How can output voltage and current of a DC-DC converter both be higher than input?

I'm working on a TFT LCD Supply and using a step up DC- DC converter from Maxim, the MAX17062. I want to find the input current. The datasheet lists that as 2.5mA. I have a doubt: if the input current is 2.5mA and the input voltage is 5V, how can the output be of higher voltage and higher current? I'd say that that would violate the conservation of energy.

• Where exactly do you see these numbers? I can't find the output power.
– user17592
Commented Jun 4, 2013 at 5:55

The 2.5 mA referred to in the datasheet is the quiescent current, i.e. the current drawn by the device when there is no power being drawn from the output.

The operating input power will be found by computing the output power drawn, taking into account efficiency, and with the quiescent current as an overhead.

I'd say that that would violate the conservation of energy.

Rightly so! The efficiency for this part is listed at ~90%. So your input and output current voltage are going to be liked according to:

$$I_{in} \cdot V_{in} = \frac{I_{out} \cdot V_{out}}{0.9}$$

Note that efficience typically depends on your implementation and the load -- see page 4 of the datasheet.
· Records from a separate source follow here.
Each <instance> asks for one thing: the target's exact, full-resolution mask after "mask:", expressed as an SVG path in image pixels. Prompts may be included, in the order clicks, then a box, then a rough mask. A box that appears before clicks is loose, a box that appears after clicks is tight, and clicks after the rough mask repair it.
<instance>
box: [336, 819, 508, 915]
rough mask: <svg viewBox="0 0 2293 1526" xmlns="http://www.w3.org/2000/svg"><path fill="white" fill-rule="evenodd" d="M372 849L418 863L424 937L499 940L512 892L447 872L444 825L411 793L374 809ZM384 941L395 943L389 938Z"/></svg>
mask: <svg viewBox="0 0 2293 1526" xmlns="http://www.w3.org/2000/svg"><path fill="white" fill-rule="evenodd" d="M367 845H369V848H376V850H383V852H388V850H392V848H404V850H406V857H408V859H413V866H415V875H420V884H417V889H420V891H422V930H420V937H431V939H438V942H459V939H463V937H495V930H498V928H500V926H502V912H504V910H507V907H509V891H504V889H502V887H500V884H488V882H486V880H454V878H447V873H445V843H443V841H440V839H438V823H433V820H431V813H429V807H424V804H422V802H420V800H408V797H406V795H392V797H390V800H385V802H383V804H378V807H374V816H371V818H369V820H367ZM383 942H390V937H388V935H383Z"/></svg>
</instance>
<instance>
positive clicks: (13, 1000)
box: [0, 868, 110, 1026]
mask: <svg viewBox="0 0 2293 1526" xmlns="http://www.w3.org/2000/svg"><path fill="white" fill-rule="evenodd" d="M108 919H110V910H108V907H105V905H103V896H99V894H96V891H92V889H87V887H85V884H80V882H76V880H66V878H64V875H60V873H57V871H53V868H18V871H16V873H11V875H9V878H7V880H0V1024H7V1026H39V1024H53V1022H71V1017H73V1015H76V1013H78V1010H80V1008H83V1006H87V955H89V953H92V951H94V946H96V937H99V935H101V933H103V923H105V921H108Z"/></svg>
The 2.5mA rating related to the quiescent current, which is the minimal current that is consumed by the part, when no load is applied:

$$I_{out} = 0 \rightarrow I_{in} = 2.5 mA$$

I think you are looking at the wrong spot in the data sheet. The maximum input current for the MOSFET inside the converter would be 5.3 A.

If you want to calculate the input currents, output currents and peak current for the whole setup, you can have a look at page 9 in the datasheet. There is a short description of how to do that. There is also an example calculation for the default setup. The values in the example are:

Output: 15.0 V, 0.6 A
Input: 4.5 V, 2.35 A with a ripple of 0.97 A. The peak current would be 2.85 A.